Again - there are no right or wrong answers here. All that matters is that your answers speak to you in your bones. You want these things to be things that get you excited about your life. And again it’s important to realize your choices will have implications on the type of business you end up building. If you have young kids and want to be home with them, your business probably shouldn’t require a ton of travel, for example.
Create your personal vision statement.
The last step is to review your eulogy and your two lists, and try to codify and summarize them into a vision statement for yourself. This serves as a shorthand for you - a single concise statement that you can use to reorient yourself whenever you feel lost. It also is a great way to explain to people what you’re trying to accomplish in the world.
My vision statement is to “inspire people to build intentional businesses and lead intentional lives.”
You want your statement to resonate deep inside you. You want it to be something that is energizing. You want to think to yourself, “YES. This is it.”
It should be specific to you. Avoid over-genericizing it. Think of people you know - could the statement be just as applicable to their lives as it is to yours? If so, it might be too generic.
It can be helpful to run it by a couple of people you trust. Do they immediately grasp why you chose that as your statement? If so there’s a good chance you’re on the right track.
At the same time, it’s possible your exercise of getting clarity on what you want out of your life led to some surprising results. Perhaps you’ve been living a life based on what you thought others wanted. Perhaps you’re seeing clearly for the first time what you truly want. If that’s the case, the feedback of your peers might be laced with confusion and questions.

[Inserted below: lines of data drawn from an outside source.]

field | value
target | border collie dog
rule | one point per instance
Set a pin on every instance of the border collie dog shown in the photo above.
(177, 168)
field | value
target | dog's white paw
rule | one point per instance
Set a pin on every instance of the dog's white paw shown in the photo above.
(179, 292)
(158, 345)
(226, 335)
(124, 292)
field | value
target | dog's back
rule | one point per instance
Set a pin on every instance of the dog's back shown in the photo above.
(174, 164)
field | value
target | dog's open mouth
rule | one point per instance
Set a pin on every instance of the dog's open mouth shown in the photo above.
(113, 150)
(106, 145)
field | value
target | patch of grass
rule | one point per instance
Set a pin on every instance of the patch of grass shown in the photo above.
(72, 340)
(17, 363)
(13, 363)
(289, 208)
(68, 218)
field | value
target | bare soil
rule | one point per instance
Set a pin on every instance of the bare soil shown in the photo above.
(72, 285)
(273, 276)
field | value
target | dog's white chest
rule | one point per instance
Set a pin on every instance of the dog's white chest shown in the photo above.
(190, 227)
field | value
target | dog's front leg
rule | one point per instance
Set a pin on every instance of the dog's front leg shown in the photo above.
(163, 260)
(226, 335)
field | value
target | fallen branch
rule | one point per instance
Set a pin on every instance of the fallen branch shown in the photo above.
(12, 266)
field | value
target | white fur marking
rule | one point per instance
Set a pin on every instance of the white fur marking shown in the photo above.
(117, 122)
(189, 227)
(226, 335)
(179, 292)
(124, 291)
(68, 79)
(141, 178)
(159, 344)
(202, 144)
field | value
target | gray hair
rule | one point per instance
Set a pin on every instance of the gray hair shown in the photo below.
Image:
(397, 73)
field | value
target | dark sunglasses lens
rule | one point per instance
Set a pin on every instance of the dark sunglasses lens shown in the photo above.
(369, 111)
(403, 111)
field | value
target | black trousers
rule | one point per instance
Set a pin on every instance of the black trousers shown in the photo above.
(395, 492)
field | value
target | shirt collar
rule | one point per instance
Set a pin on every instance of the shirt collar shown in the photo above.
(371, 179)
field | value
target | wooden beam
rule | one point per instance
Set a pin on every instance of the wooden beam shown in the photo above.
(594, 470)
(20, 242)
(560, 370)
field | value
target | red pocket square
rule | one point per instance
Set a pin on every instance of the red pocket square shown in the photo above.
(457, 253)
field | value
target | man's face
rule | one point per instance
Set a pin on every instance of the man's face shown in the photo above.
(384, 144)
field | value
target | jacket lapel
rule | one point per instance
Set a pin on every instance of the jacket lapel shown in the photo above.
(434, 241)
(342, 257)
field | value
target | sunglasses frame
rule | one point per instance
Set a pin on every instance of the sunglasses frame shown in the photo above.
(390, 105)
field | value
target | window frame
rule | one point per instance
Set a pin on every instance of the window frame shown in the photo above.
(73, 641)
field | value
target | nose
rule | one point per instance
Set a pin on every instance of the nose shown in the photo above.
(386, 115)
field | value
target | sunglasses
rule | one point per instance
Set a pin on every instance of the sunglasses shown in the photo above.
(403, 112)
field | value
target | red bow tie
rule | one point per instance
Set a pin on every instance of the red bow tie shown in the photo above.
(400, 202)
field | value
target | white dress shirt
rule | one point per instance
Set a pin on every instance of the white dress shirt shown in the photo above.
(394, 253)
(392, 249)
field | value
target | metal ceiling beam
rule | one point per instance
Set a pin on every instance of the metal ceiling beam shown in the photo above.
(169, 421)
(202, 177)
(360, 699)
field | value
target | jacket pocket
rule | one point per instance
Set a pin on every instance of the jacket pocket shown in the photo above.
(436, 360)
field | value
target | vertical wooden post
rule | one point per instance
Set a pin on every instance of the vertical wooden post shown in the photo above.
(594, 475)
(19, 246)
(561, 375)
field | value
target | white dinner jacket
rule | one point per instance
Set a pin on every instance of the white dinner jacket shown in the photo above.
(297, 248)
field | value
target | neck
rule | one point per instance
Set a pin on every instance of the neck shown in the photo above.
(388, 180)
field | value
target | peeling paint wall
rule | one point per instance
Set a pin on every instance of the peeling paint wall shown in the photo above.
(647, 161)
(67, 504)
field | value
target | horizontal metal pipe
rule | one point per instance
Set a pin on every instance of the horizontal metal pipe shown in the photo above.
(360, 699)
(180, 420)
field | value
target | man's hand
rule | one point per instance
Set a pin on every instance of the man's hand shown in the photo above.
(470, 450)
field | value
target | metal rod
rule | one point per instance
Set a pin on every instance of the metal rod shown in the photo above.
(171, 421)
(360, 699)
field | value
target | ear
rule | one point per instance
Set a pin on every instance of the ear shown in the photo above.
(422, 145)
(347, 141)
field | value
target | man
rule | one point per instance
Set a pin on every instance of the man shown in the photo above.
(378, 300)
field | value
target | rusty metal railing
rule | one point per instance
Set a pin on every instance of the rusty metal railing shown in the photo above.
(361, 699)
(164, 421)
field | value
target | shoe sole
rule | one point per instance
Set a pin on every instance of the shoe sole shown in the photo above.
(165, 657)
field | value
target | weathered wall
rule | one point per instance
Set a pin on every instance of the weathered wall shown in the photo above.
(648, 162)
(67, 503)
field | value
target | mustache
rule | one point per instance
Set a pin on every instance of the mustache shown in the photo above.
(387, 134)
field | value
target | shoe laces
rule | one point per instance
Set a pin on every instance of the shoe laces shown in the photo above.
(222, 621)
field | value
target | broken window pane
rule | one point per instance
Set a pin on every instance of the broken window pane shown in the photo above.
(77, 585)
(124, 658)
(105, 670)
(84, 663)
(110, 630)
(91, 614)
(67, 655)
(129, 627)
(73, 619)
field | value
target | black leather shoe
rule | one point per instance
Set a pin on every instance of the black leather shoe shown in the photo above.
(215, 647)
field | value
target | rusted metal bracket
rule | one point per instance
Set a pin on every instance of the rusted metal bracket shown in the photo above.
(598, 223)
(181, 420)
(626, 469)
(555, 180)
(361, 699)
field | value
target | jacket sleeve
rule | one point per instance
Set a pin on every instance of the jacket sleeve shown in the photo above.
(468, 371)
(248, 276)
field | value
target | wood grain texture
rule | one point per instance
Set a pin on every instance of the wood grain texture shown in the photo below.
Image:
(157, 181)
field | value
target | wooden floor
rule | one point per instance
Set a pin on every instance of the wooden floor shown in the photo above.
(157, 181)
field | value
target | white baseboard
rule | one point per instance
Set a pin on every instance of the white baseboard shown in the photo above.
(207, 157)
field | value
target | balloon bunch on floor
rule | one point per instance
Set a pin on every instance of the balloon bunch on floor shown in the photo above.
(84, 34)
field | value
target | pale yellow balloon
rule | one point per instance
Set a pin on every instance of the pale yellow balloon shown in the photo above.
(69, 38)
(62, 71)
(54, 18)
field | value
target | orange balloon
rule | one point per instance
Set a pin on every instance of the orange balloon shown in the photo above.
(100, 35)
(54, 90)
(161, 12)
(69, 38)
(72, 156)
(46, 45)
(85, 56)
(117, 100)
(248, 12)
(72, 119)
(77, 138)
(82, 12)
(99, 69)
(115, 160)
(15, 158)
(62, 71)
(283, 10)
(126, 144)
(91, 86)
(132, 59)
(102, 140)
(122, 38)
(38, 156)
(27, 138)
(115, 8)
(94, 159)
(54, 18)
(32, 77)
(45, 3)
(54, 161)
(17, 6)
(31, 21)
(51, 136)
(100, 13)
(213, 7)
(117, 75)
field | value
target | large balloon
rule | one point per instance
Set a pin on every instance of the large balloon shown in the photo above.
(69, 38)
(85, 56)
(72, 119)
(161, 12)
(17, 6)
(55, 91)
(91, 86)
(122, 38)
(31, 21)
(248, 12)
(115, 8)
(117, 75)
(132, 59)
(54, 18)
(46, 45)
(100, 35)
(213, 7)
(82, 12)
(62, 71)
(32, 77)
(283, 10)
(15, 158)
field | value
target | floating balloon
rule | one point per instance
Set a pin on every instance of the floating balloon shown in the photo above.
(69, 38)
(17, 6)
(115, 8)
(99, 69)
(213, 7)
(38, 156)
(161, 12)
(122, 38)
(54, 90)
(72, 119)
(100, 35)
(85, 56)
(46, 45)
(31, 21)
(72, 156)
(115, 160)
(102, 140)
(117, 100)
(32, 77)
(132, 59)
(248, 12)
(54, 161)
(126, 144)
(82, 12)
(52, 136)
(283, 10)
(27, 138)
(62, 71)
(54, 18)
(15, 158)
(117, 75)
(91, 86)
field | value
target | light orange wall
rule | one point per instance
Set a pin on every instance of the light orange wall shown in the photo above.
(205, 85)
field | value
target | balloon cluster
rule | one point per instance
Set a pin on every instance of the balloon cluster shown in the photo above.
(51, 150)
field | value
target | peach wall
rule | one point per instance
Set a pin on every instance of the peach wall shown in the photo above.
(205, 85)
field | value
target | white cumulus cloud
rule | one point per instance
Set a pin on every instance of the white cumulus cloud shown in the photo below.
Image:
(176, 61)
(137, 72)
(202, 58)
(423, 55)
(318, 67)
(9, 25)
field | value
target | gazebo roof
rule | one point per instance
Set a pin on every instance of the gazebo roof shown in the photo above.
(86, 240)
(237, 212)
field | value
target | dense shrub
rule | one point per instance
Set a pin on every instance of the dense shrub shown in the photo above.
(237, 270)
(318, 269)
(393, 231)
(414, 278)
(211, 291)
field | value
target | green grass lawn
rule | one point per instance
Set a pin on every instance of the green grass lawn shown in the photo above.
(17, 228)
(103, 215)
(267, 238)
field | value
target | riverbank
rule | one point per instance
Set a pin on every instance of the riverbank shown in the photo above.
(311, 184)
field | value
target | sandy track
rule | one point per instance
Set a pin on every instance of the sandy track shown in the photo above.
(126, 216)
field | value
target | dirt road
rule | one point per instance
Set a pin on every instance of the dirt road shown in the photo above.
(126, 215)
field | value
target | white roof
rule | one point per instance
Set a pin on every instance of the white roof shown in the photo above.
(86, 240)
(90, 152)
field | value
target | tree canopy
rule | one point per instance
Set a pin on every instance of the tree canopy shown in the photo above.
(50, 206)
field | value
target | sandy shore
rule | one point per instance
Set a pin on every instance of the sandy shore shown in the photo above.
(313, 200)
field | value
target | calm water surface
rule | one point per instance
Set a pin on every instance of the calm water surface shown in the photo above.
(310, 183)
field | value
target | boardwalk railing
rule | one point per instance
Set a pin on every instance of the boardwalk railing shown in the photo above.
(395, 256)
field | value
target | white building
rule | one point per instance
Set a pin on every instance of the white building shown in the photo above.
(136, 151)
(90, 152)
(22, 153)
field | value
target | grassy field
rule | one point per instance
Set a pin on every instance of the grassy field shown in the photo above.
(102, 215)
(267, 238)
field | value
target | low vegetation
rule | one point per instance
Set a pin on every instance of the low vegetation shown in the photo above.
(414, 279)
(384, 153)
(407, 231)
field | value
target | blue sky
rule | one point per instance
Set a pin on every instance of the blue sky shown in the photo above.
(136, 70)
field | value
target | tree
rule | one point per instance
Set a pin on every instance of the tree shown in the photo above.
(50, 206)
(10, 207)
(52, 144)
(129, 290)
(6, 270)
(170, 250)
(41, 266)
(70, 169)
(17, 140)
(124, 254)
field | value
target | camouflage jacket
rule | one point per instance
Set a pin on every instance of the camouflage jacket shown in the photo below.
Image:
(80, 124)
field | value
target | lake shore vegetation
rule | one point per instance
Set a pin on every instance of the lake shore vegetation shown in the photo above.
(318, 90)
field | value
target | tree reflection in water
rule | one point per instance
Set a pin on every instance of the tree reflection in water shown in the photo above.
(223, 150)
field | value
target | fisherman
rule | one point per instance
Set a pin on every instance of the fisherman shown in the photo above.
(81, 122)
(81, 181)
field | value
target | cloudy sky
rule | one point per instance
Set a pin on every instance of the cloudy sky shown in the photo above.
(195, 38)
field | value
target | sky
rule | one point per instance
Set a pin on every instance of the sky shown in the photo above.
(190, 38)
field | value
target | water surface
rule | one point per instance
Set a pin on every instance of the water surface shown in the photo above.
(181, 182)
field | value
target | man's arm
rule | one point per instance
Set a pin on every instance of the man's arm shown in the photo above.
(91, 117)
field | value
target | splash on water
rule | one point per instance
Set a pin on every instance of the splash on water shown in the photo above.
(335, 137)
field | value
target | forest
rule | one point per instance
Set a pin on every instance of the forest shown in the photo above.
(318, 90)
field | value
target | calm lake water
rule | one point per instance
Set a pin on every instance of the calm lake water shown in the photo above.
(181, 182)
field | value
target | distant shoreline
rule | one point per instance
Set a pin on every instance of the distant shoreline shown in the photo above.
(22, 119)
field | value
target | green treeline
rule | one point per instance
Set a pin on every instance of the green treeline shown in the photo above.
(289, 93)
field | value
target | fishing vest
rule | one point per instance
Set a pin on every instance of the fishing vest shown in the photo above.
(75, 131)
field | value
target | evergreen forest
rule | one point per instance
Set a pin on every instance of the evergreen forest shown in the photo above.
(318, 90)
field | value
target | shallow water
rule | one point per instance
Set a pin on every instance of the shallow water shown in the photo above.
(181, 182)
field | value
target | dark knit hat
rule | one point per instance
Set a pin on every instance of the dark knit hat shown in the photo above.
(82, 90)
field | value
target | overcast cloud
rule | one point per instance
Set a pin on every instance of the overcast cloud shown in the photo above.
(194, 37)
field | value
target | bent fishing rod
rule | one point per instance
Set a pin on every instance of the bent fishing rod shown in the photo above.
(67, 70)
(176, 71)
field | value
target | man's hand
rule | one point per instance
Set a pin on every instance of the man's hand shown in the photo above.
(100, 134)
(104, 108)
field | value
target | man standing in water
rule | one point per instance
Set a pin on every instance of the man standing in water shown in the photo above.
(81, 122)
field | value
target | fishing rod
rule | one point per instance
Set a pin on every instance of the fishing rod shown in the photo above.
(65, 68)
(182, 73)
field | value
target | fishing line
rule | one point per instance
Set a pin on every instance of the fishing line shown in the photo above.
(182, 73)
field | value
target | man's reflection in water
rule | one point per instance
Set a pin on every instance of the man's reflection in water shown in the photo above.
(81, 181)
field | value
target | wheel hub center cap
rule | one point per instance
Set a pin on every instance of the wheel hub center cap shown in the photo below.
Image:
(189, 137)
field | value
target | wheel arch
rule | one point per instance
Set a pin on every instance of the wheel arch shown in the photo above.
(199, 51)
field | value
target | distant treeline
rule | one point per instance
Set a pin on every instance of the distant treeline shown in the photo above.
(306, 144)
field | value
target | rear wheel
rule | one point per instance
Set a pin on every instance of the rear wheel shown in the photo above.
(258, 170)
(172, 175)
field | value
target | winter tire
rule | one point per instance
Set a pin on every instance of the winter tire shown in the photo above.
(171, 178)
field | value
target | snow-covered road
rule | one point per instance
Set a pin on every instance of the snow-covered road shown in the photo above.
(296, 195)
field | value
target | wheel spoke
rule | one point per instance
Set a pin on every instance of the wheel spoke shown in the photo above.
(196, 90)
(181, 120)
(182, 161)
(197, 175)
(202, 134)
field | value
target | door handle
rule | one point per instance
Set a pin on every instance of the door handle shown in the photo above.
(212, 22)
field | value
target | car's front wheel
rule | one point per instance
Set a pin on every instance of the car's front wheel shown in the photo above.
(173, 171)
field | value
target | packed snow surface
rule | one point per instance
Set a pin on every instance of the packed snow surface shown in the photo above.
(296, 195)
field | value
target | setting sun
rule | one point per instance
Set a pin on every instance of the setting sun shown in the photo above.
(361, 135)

Remind yourself that this is your vision, not theirs. While you can certainly care about the opinions of those who are close to you, you don’t need their permission. (The one exception to this would be a spouse if you have one. You’re building a life together, so their opinion absolutely matters.)
The Stoic philosopher Seneca said, “"It's not that we have a short time to live, but that we waste a lot of it."
That waste is a function of not being clear on what we want. My hope is that doing the life vision exercise helps you get clarity on what you want. Doing so will make everything else that follows much more likely to be fulfilling.
Now you can start to design a business that serves you.